The Pfumvudza/Intwasa programme has been at the heart of the Second Republic’s rural development drive, building up the productive capacity of all farmers and ensuring that they not only grow enough food, but increasingly add surpluses and cash crops so they have business incomes.
This has seen most small-scale farming families joining the programme and while they all have the right to join, they still have to accept training and lay out for inspection their prepared plots and stocks of mulch required for conservation agriculture.
But once in, they can add to their plots each year. Older plots can be redug and cleaned up for a lot less effort than digging completely new sets of holes, and that allows many families to add to the number of plots each year, extending their production.

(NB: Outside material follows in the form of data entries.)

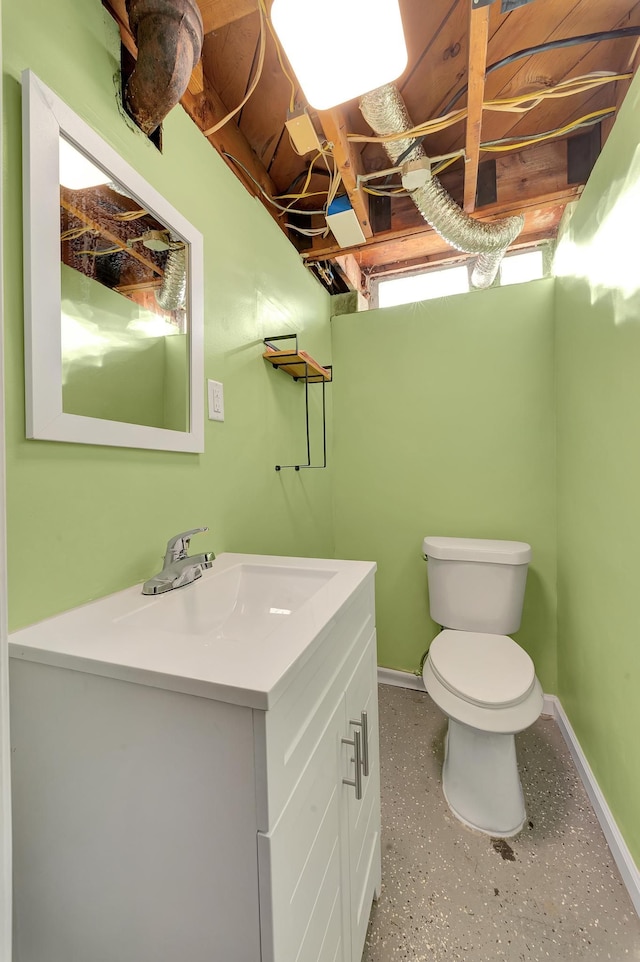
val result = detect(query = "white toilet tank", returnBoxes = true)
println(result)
[422,538,531,635]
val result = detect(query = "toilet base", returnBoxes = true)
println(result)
[442,718,527,838]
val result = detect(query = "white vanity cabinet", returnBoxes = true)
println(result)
[10,556,380,962]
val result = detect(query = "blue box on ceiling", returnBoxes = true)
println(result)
[327,194,365,247]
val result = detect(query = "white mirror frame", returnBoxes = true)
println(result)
[22,70,204,452]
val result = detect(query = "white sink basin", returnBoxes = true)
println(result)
[114,564,336,639]
[10,554,375,709]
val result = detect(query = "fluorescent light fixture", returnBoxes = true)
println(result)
[271,0,407,110]
[59,137,112,190]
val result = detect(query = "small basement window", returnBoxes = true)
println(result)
[378,266,469,307]
[372,247,545,307]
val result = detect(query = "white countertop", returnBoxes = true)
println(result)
[9,554,376,709]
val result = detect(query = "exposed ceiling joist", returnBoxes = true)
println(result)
[106,0,284,230]
[182,77,282,214]
[318,108,373,237]
[303,186,582,268]
[198,0,258,33]
[464,2,490,212]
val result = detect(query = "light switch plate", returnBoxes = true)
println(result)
[207,379,224,421]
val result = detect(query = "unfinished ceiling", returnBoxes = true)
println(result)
[103,0,640,293]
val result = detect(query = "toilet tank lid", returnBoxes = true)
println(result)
[422,537,531,565]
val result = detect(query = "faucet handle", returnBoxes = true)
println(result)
[164,528,209,566]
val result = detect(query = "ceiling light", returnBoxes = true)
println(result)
[271,0,407,110]
[60,137,111,190]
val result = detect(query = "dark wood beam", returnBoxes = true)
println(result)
[464,0,491,213]
[318,107,373,237]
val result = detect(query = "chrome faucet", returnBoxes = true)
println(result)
[142,528,215,595]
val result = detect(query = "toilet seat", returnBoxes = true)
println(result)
[422,628,543,734]
[429,629,536,709]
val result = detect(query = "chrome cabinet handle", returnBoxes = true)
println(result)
[342,732,362,801]
[349,711,369,775]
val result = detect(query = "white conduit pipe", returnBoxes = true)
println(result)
[360,84,524,287]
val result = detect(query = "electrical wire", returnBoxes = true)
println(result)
[480,107,615,153]
[388,27,640,164]
[203,0,267,137]
[221,150,339,217]
[111,210,149,221]
[60,227,98,241]
[442,27,640,114]
[482,71,633,113]
[362,107,615,197]
[258,0,296,113]
[347,72,632,146]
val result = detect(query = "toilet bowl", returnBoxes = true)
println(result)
[422,538,543,838]
[422,630,543,838]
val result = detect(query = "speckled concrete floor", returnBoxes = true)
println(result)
[363,685,640,962]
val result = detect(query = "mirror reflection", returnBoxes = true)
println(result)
[59,136,190,431]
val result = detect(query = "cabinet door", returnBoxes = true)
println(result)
[258,696,351,962]
[343,633,381,962]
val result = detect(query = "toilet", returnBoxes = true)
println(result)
[422,537,543,838]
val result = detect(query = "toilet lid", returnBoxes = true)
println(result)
[429,629,536,708]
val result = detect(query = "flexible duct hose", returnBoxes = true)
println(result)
[156,244,187,311]
[360,84,524,288]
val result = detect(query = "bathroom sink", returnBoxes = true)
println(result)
[119,564,336,639]
[10,553,375,709]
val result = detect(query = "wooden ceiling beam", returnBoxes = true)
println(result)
[182,77,284,216]
[302,185,582,269]
[198,0,258,34]
[103,0,285,230]
[318,107,373,238]
[464,0,490,213]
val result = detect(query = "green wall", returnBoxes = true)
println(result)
[332,280,556,691]
[2,0,334,629]
[556,71,640,863]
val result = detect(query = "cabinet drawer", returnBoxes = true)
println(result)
[343,640,381,960]
[254,584,375,832]
[258,698,349,962]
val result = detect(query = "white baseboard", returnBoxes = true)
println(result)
[545,695,640,915]
[378,668,640,915]
[378,668,425,691]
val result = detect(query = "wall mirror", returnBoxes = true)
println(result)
[22,70,204,451]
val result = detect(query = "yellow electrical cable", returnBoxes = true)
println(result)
[112,210,149,220]
[347,107,467,144]
[483,73,633,111]
[77,247,124,257]
[360,185,407,197]
[480,107,615,153]
[203,0,267,137]
[347,73,632,144]
[60,227,98,240]
[431,154,464,176]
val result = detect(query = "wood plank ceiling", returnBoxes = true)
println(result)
[103,0,640,294]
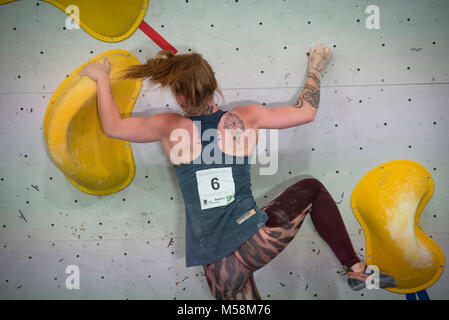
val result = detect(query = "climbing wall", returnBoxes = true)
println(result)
[0,0,449,300]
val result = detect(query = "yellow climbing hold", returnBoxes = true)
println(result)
[351,160,444,293]
[44,49,142,195]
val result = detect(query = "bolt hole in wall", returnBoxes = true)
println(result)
[0,0,449,299]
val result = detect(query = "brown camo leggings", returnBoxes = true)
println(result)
[203,178,360,300]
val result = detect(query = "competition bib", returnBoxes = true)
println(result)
[196,167,235,210]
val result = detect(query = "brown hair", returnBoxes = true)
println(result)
[123,50,223,115]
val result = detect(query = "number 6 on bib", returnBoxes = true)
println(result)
[196,167,235,210]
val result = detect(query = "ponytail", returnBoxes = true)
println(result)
[123,50,223,115]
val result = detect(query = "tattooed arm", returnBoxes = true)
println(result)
[243,44,331,129]
[293,44,331,118]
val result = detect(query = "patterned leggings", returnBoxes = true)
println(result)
[203,178,360,300]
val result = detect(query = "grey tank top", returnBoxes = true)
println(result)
[174,110,268,267]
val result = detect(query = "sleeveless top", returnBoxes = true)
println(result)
[173,110,268,267]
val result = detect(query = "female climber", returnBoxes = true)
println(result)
[81,44,396,299]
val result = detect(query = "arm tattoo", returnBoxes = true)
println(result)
[224,112,245,143]
[307,72,321,86]
[206,106,214,114]
[302,84,320,109]
[293,72,321,109]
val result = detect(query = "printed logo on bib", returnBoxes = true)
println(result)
[196,167,235,210]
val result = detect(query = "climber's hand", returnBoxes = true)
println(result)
[80,58,111,81]
[307,43,332,73]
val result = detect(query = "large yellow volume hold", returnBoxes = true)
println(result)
[44,49,142,195]
[43,0,149,42]
[351,160,444,293]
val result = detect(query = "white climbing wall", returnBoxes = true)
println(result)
[0,0,449,299]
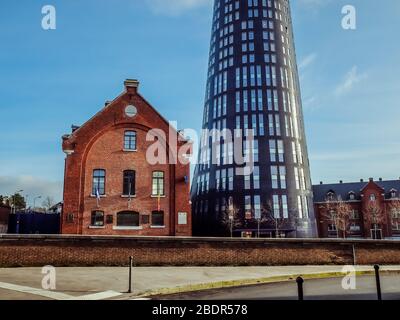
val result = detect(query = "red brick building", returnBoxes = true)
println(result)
[61,80,192,236]
[0,203,11,234]
[313,178,400,239]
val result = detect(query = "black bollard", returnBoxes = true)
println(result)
[296,277,304,301]
[128,256,133,293]
[374,264,382,301]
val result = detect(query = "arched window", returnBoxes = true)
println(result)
[91,211,104,227]
[152,171,165,196]
[123,170,136,196]
[326,191,336,201]
[117,211,139,227]
[151,211,164,227]
[92,169,106,196]
[124,131,137,151]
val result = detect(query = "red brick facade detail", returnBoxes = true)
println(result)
[314,179,400,239]
[0,204,11,234]
[61,82,192,236]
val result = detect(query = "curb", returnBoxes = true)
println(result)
[130,269,400,299]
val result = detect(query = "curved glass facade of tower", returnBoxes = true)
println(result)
[192,0,316,237]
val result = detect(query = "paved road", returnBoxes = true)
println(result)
[154,275,400,300]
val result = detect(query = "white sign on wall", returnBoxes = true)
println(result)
[178,212,187,225]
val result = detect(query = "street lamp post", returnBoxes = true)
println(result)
[13,190,24,214]
[33,196,42,210]
[25,194,29,213]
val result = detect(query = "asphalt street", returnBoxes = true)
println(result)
[153,275,400,300]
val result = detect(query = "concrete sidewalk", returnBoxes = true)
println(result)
[0,266,400,300]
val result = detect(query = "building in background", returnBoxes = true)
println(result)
[61,80,192,236]
[191,0,317,237]
[313,178,400,239]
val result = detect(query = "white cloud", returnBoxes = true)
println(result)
[299,52,317,69]
[0,176,63,205]
[335,66,367,95]
[146,0,213,16]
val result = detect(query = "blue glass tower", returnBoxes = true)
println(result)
[192,0,316,237]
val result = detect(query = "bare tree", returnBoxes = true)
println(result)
[253,206,270,238]
[324,196,353,239]
[363,200,385,238]
[221,198,243,238]
[261,202,289,238]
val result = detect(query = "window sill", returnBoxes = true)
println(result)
[113,227,143,230]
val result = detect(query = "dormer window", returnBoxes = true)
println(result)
[326,191,335,201]
[124,131,136,151]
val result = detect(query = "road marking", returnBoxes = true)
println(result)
[0,282,72,300]
[0,282,122,300]
[68,291,122,300]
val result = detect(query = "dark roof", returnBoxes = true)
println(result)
[313,180,400,202]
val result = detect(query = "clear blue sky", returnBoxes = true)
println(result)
[0,0,400,204]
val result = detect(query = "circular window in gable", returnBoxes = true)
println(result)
[125,105,137,118]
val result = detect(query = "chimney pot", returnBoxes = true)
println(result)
[124,79,139,92]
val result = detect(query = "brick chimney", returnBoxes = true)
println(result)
[124,79,139,93]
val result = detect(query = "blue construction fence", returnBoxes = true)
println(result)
[8,212,60,234]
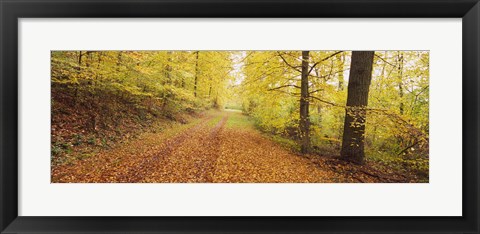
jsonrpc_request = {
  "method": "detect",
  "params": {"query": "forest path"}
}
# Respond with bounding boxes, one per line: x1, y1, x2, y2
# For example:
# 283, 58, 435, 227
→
52, 111, 338, 183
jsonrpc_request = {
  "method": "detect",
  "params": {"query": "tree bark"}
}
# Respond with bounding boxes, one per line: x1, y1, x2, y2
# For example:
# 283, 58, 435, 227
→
300, 51, 310, 153
340, 51, 375, 164
193, 51, 199, 97
398, 52, 404, 115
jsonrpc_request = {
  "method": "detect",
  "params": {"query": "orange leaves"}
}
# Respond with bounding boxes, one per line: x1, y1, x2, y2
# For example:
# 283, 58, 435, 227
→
52, 112, 412, 183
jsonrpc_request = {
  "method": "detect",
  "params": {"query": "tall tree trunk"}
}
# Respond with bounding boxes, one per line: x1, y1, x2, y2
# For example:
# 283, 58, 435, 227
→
193, 51, 199, 97
398, 52, 404, 115
300, 51, 310, 153
340, 51, 375, 164
337, 53, 345, 91
162, 51, 172, 110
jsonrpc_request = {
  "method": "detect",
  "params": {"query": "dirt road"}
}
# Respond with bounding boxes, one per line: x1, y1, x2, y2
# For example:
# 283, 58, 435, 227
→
52, 111, 338, 183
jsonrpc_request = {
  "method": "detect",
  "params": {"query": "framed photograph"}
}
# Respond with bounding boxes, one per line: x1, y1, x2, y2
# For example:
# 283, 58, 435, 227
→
0, 0, 480, 233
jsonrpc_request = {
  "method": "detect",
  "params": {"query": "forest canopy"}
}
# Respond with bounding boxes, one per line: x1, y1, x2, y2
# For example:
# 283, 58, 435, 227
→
51, 51, 429, 182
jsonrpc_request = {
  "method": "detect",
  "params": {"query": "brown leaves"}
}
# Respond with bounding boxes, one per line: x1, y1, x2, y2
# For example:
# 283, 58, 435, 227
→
51, 112, 414, 183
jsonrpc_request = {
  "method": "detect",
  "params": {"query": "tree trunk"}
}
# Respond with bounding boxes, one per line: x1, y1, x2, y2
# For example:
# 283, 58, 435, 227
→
398, 52, 404, 115
300, 51, 310, 153
340, 51, 375, 164
193, 51, 199, 97
337, 53, 345, 91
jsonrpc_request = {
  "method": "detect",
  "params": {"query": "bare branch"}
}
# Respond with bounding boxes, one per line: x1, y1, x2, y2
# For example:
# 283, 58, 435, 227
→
308, 51, 343, 74
277, 52, 302, 73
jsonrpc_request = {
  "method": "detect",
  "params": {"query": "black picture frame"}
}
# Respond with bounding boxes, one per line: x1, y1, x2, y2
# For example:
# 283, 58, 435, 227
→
0, 0, 480, 233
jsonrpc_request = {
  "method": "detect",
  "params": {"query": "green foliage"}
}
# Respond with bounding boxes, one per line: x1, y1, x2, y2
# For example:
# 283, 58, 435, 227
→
238, 51, 429, 174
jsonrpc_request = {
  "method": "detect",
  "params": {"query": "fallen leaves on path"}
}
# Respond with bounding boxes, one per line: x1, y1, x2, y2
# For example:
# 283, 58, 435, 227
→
51, 112, 390, 183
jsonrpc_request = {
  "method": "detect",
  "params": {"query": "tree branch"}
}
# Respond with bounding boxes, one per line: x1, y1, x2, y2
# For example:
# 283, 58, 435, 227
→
308, 51, 343, 74
277, 52, 302, 73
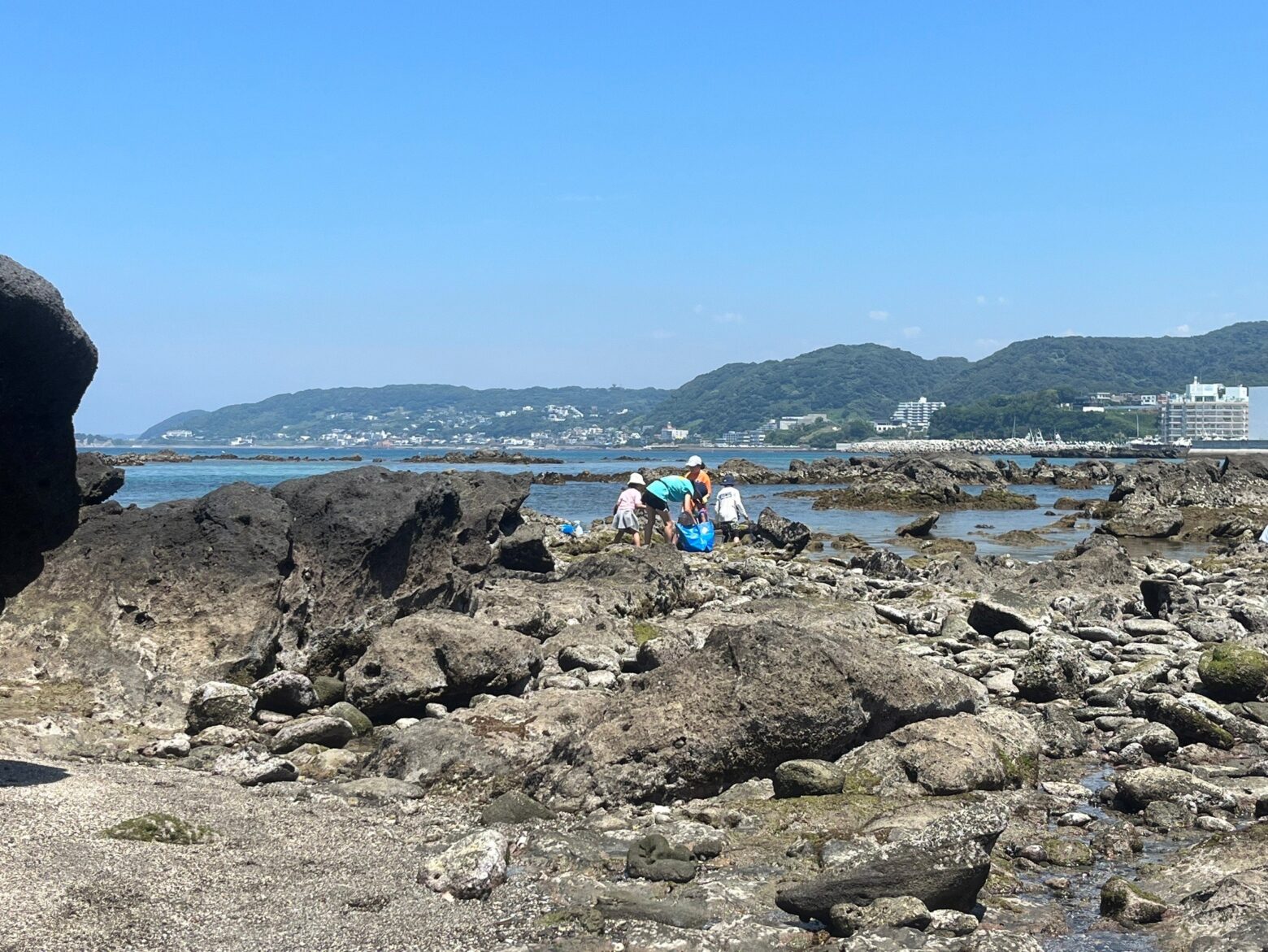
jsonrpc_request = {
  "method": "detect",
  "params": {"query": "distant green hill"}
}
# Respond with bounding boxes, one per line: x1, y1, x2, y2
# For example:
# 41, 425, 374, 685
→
931, 320, 1268, 403
142, 320, 1268, 439
141, 384, 666, 440
652, 344, 970, 435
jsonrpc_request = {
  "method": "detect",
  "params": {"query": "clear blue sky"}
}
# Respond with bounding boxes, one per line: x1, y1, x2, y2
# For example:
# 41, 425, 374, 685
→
0, 0, 1268, 433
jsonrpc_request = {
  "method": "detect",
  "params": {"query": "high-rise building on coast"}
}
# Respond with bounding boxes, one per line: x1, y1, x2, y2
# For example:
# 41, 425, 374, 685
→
1157, 376, 1250, 442
890, 397, 947, 430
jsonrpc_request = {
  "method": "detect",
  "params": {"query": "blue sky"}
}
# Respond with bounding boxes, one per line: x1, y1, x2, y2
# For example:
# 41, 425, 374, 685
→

Again they have to actually show the land extension officers their new plots to gain the full inputs, but this is just one of the measures to ensure that those who do put in the work get the inputs and that those who cheat not only get nothing, but will have to be very persuasive in future when they reform and want to go honest.
Last year the farmers prepared a record 11,9 million plots, and this year the Ministry of Lands, Agriculture, Fisheries, Water and Rural Development is expecting the total to reach 15 million. Already, by the end of last month the farmers had 5 million plots ready for inspection, and with the active redigging and active additions should come close to the average of three plots a family.
Already the Ministry is starting to move inputs into the provinces so that when decent rains start falling, all farmers who have prepared their land will have their inputs ready to plant. Once again the Ministry experts are working out the best varieties of the best crops for each district or part of a district, to make sure that the farmers get maximum returns.
Because the inputs come from Government, and are paid for in the end by the tax payers, the Government obviously wants the maximum output.
This is one area where farmers signing up for the schemes have little choice. If they want to take risks with crops less suitable for their area, they must use their own money.
Taxpayers concerned that they have to fund Pfumvudza inputs should note that it is a lot cheaper to pay a farmer to grow their own food rather than have to buy grain in some support scheme, and there is the additional benefit that these farmers are learning more all the time, so they are building up surpluses and sales, and again this makes the scheme one of the cheapest, yet most effective ways of rural development.
There are limits for the Pfumvudza schemes, but already some of the best farmers have been adding to their entitlements, either extending their plot or looking at other crops suitable for their area such as tobacco with other financing. At the same time, livestock farmers participate in the basic Pfumvudza/Intwasa scheme, but are looking at lucernes and other suitable crops to build up their own resources of stockfeed.
The Government, while keeping the basic scheme in place has been adding to it with other Presidential schemes, something that is easier when the local extension officers know the precise skills levels and the sort of productivity that can be expected from the Pfumvudza farmers. Building reputations for hard work and integrity means that Government recommendations to others have some meaning.
The Government itself is now looking at not just the small irrigated horticulture plots that come with the village boreholes, but at other programmes such as the basic irrigation package for 1ha that can move a credit-worthy small scale farmer up the ladder. The credit worthiness rises for someone who uses inputs properly and honestly and does not believe in side marketing.
This sort of integrity, now being reinforced yet further with additions other African countries have found useful, lies at the heart of proper development and is driving rural development to new heights.
The decision to drop support for urban and peri-urban farmers is not a major switch. Most, in fact, were not following the plot requirements of Pfumvudza and few had proper legal access to land to make that worthwhile.
With the rise in the needs for public open space and better protection of urban wetlands, the sort of areas needed for an urban Pfumvudza programme were never going to be available. Of course, urban people should follow modern ideas when growing their vegetable gardens, but do not need formal support.
Meanwhile, the main thrust of support needs to go to rural development by backing farming families so that they become serious producers, and even when we talk about the most severe droughts, we note that in many areas Pfumvudza farmers who went a bit further and managed to store soil moisture and follow advice were making do even with lower production.
It remains the core programme for obvious reasons, mainly that a Pfumvudza farmer almost always gets at least something, and that sort of farmer is then better placed than most if they add other programmes and other revenue streams as they build up their businesses.